Una sofisticada campaña de ciberfraude está engañando a usuarios de Windows 11 mediante más de 70 sitios web falsos que se hacen pasar por las páginas oficiales de aplicaciones muy conocidas. El objetivo es aprovechar la confianza de quienes buscan descargar programas desde Google y, en el futuro, distribuir malware o robar información personal.
La alerta surgió cuando el desarrollador de Wintoys, una popular herramienta de personalización de Windows, descubrió que un sitio llamado wintoys.app aparecía en los resultados de Google sin ninguna relación con el proyecto oficial. Aunque inicialmente el enlace dirigía a la Microsoft Store, los expertos advierten que esta táctica sirve para ganar credibilidad antes de cambiar los archivos por versiones maliciosas.

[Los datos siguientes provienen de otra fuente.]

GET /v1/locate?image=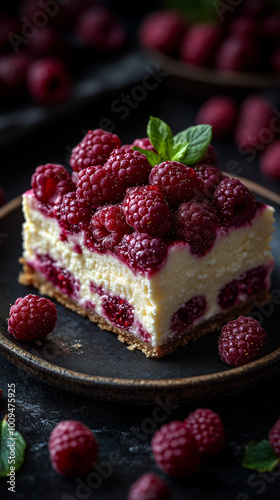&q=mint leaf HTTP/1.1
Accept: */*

[242,439,280,472]
[173,125,212,165]
[147,116,173,160]
[0,418,26,477]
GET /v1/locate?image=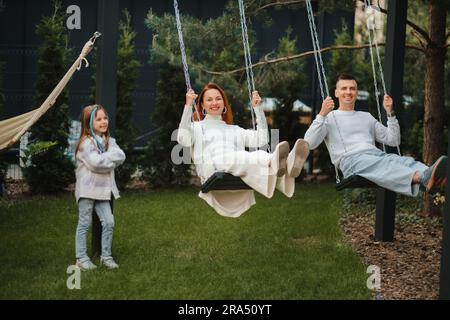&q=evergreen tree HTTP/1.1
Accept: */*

[142,63,191,187]
[25,0,75,193]
[115,10,141,188]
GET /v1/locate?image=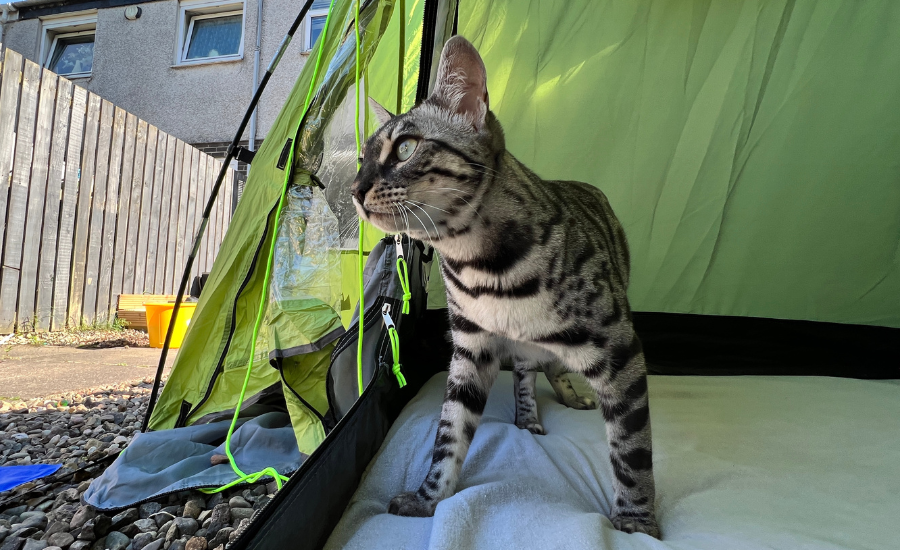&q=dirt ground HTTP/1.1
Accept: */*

[0,345,177,400]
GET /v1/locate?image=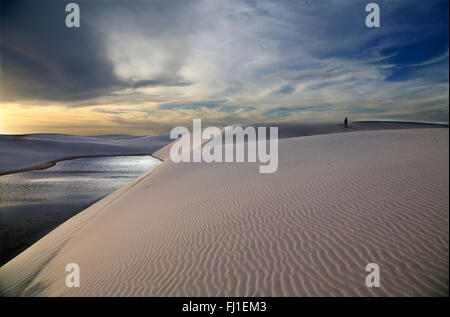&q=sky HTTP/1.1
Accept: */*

[0,0,449,135]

Al investigar el caso, se descubrió que el mismo responsable había registrado decenas de dominios que imitan aplicaciones muy populares como Microsoft PowerToys, CrystalDiskInfo, CrystalDiskMark, EasyBCD, WinUtil, SpaceSniffer, FreeFileSync, Hashcat, OCRmyPDF, Lively Wallpaper y SignalRGB, entre otras. Muchas de estas páginas utilizan logotipos, capturas de pantalla y contenido generado con inteligencia artificial para parecer auténticas.
Los investigadores explican que los ciberdelincuentes no siempre distribuyen virus desde el primer momento. En muchos casos, dejan que las páginas permanezcan activas durante semanas o meses enlazando a las descargas legítimas, mientras mejoran su posicionamiento en Google y generan confianza entre los usuarios. Una vez que el sitio parece confiable, pueden reemplazar los archivos por versiones infectadas o redirigir a otras páginas maliciosas.
El caso demuestra que aparecer entre los primeros resultados de Google ya no garantiza que una página sea oficial. Los especialistas recomiendan revisar cuidadosamente la dirección web, evitar hacer clic en anuncios patrocinados y descargar programas únicamente desde la Microsoft Store, el sitio oficial del desarrollador o repositorios verificados como GitHub cuando corresponda.
Los expertos también aconsejan desconfiar de dominios con nombres casi idénticos a los originales, incluso si muestran certificados de seguridad o un diseño profesional. En la actualidad, los atacantes utilizan inteligencia artificial y técnicas avanzadas de posicionamiento para crear páginas falsas prácticamente indistinguibles de las reales, lo que convierte una simple búsqueda en Google en un riesgo si no se verifica cuidadosamente la fuente.